The purpose of the Test Matrix is to serve as a guide to the discussion of each of these elements when designing an experiment or a study.

References:

"Statistical Methods for the Social Sciences, Third Edition" by Alan Agresti and Barbara Finlay, chapter 6.
"Practical Nonparametric Statistics, Third Edition" by W. J. Conover, section 2.3.
See also this StatSoft blog entry - How to Interpret Statistical Analysis Results.

See the map of Hypothesis Tests

Assumptions

The type(s) of data, form of the population, method of sampling (randomness of the sample).

Hypotheses (Null and Alternate)

Null hypothesis

The hypothesis that is directly tested. Usually a statement that there is no effect, difference, or change. A significance test analyzes the strength of the evidence against the null hypothesis.

Alternate hypothesis

A hypothesis that contradicts the null hypothesis. May also be known as the research hypothesis.

a-priori Hypothesis

Hypotheses are formulated before collecting or analyzing the data. See notes on a-priori hypotheses.

Hypothesis - other considerations

simple vs. compound hypothesis;
two-tailed test vs. one-tailed (lower or upper)
- defines the location of the rejection region of the null distribution
one-sided vs. two-sided tests
- (not always the same as one- and two-tailed ... see Conover, pages 98 and 431)
- hypotheses for two-sided test
  - H0: mu = mu0 Ha: mu <> mu0
- examples of null and alternate hypotheses for one-sided tests
  - H0: mu <= mu0 Ha: mu > mu0
  - H0: mu >= mu0 Ha: mu < mu0
Type 1 and Type 2 error

Test Statistic

The statistic calculated from the sample data to test the null hypothesis based on the null distribution.

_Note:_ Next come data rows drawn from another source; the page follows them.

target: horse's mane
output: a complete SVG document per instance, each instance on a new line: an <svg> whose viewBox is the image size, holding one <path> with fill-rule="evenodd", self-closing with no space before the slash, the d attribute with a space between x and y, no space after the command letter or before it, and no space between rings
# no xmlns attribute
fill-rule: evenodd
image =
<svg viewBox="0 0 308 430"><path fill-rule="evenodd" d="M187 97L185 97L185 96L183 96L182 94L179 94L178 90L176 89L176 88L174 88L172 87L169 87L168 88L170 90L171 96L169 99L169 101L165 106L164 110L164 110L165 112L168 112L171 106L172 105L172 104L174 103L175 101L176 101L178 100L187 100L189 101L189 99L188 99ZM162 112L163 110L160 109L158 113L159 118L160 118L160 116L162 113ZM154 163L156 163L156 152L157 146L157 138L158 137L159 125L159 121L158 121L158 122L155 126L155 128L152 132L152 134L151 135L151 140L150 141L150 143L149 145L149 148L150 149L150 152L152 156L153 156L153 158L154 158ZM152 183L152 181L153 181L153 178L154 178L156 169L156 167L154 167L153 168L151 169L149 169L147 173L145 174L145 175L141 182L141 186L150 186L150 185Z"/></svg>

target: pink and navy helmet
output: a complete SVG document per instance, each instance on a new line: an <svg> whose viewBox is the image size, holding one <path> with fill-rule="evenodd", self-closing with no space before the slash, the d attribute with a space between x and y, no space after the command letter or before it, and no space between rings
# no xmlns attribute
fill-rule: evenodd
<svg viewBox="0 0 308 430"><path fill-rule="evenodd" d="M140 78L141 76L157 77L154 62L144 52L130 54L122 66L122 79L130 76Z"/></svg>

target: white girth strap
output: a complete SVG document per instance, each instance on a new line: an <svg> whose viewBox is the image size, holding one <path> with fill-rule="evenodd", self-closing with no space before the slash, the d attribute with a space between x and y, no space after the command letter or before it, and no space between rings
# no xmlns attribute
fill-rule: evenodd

Typically expressed as a point estimate related to a population parameter. Should also be accompanied by an interval estimate of the parameter, reflecting the standard error (uncertainty) of the test statistic value.

A good test statistic is one that is a sensitive indicator of whether the data agree or disagree with the null hypothesis.

Null Distribution

The distribution of the test statistic under the assumption that the null hypothesis is true.

Rejection Region

Also known as the "Critical Region". Used, along with alpha level, as the basis for a Decision Rule.

The set of all points, or collection of test statistic values, in the sample space that result in the decision to reject the null hypothesis at a specific alpha level.

The Rejection Region is defined by the Critical Value of the Test Statistic and the Null Distribution.

p-value

The smallest significance level at which the null hypothesis would be rejected for the given observation. The p-value is calculated under the assumption that the null hypothesis is true (based on the null distribution of the test statistic).

Determined by the null distribution, the rejection (critical) region of the null distribution, and the calculated value of the test statistic.

Understand the difference between statistical significance and practical significance.

Conclusion

Reported p-value, along with a formal decision. Also recommend reporting point and interval estimates of the test statistic, along with the p-value.

In some situations, the value of the test statistic may be reported instead of the p-value. One example would be reporting the value of Cpk (or Ppk). Another example would be reporting GR&R results. In these (and other similar) cases, both point and interval estimates of the test statistic are available and should be considered.